A impossibilidade de pensar no exílio reina e o Chile se aproxima. “Estávamos quase todos no segundo exílio. Não era uma nova experiência”, disse Marijane. E aqui o baque. É fácil pensar no exílio como um processo contínuo de dor ou sofrimento, mas é parte da vida, e ela só segue. “Meu maior choque foi o Chile. Até hoje não gosto de lá. Quando fui pra lá pensava em voltar. Na Alemanha eu fui pra ficar, talvez para sempre”.
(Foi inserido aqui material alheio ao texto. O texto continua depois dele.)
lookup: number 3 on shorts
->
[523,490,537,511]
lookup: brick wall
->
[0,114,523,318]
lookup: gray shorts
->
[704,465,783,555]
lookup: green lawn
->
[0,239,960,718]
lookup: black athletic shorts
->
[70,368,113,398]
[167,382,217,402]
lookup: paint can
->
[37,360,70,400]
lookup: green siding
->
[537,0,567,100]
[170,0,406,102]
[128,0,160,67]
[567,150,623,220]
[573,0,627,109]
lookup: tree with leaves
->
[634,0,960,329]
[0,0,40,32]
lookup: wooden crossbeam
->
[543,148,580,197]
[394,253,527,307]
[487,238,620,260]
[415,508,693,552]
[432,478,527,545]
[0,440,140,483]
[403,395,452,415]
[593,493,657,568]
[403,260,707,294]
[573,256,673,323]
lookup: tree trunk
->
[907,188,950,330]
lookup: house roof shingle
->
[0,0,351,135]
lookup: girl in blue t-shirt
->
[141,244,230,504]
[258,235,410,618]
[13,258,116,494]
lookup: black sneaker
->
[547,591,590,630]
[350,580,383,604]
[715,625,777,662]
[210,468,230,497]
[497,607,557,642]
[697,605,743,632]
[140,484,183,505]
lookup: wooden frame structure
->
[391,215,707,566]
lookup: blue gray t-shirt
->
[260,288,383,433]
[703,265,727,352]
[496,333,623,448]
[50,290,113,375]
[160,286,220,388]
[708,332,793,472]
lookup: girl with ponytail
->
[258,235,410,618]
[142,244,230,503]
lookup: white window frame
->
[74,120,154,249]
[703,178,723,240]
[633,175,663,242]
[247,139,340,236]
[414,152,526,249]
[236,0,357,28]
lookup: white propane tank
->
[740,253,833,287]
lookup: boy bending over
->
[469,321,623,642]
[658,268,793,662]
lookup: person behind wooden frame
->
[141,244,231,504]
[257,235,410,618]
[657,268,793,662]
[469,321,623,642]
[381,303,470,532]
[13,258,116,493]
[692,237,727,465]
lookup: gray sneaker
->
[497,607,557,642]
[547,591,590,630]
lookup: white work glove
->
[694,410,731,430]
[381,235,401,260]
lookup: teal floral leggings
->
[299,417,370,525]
Em 1970, o Chile era um país de esquerda que vivia diferente do resto da América. Mas algo incomodava, uma esquerda muito tradicional, atrasada. Na entrevista dada em 1976, ela diz que «O Primeiro ano no Chile foi Traumático. A sistematicidade com que eu falava da cadeia, o mundo emocional preso à prisão. Todos pensando numa volta imediata pro Brasil». Marijane sabia que o golpe no Chile não ia demorar muito, então buscou embaixadas até entrar em um vácuo burocrático do México. Lá, descobriu estar grávida. E, enfim, foi pra Berlim, em 1973, voltando pro Brasil só em 1978.

“Uma hora eu cheguei à conclusão: ‘Não vai dar certo essa revolução’”. Ela muda bem ali. Algo liga ou desliga. A conversa muda de prosa para mando. “Vou te dizer, boa parte da minha geração ainda não entende o que aconteceu. Tem um trauma muito grande”. Nietzsche engole nossa sala e o ventilador, sempre presente, continua sua sinfonia. Ela explica que o contexto social latino era impossivelmente diferente do dito por Marx, das coincidências e dos favores que montaram as três nações socialistas. “Acreditávamos em um monte de coisa que era pura crença. Não foi a ditadura. A gente perdeu a luta porque a gente não entendeu a realidade”, diz ela, que foi torturada aos 20 anos por defender uma causa estudantil. “Isso é uma tragédia, quando não tem solução boa”.

O ventilador se torna mais agressivo, o sol se esconde de nossa sala. De um lado, a caderneta cada vez mais cheia e, do outro, a caixa de pandora abre e mostra o fundo. “Uma juventude que se baseia em dogmas de momentos particulares, de Fidel, de Castro. Tentamos repetir. E fomos uma geração de jovens sacrificados e mortos”.

A sala finalmente perde seu formato, cor e sons, uma aura impossível, vazia, abandonados até mesmo os sentimentos de um lugar pelo qual se pertence. Marijane, e todos os outros, viram a memória. Sentado na sala, olho para a luz plástica e me lembro do hino verdadeiro, alterado com sutileza: «Me sinto mais Brasileira do que nunca, com mais direitos as palmeiras e sabiás do que muitos que estão lá».